C - Product Modulo Editorial by Errichto
Hints
Hint 1
There is something in math that makes multiplication modulo $P$ less chaotic. (yes, this is quite a mysterious hint)Hint 2
Use primitive root (generator) modulo $P$.Hint 3
Change every number $x$ to its position in sequence $g^0, g^1, g^2, \ldots$Hint 4
then FFTIdea
There is a way to reorder numbers \(1, 2, \ldots, P-1\) in such a way that we can quickly multiply two numbers and get their product without operators *
or %
.
Solution
\(g = 2\) is a primitive root modulo \(P\).
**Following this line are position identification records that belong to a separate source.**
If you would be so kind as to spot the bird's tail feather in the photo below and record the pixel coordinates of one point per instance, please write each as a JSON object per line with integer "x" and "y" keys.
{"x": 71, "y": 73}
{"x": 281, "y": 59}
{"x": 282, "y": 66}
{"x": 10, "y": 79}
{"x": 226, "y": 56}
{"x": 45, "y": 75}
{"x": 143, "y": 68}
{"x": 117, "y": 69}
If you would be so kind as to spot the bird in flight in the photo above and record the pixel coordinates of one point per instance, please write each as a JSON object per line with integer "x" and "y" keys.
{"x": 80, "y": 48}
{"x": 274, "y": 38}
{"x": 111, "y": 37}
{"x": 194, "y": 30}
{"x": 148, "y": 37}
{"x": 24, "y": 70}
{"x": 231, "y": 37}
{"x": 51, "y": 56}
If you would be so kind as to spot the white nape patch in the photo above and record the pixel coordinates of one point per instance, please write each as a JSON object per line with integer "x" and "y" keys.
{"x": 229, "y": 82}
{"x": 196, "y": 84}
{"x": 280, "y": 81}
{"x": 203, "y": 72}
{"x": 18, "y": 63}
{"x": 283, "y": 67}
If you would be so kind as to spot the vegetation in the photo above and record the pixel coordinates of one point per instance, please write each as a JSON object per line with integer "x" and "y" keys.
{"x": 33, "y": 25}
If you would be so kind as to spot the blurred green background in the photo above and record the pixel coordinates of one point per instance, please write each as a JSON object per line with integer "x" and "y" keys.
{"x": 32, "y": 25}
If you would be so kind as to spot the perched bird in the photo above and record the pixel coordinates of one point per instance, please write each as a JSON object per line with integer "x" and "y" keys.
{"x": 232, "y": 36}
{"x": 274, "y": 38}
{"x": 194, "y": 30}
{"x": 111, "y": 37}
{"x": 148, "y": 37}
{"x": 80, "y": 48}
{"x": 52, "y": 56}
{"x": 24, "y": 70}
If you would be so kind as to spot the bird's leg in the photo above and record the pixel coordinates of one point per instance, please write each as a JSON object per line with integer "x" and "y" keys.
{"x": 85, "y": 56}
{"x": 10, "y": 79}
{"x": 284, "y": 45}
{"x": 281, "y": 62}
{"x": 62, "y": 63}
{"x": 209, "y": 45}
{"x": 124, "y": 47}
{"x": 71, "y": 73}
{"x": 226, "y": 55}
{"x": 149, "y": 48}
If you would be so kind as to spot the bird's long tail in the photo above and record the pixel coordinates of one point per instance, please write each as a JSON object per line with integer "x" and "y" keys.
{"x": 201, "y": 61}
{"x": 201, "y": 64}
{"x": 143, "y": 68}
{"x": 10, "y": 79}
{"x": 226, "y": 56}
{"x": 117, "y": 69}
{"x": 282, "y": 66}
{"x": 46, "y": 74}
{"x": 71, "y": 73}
The following equation changes the problem into convolution solvable with FFT:
\[g^i \cdot g^j = g^{i+j}\]
Compute the sequence \(g^0, g^1, \ldots, g^{P-2}\) and save the mapping from value to position which is just \(log_g(x)\).
While reading the input, for every non-zero \(x\) do cnt[position[x]]++
. Compute convolution \(cnt \times cnt\) with FFT.
For every \(k\), you computed the number of pairs of elements \((x, y)\) in the input such that \(x = g^r\), \(y = g^t\) and \(k = r + t\) (so \(x \cdot y = g^k\)). This is the number of pairs of elements with exactly this product modulo \(P\). Well, \(g^k\) and \(g^{k+(P-1)}\) are the same number so the answer (for ordered pairs) is:
\[\sum_{k=0}^{P-2} (g^k \bmod P) \cdot (fftResult[k] + fftResult[k+(P-1)]) \]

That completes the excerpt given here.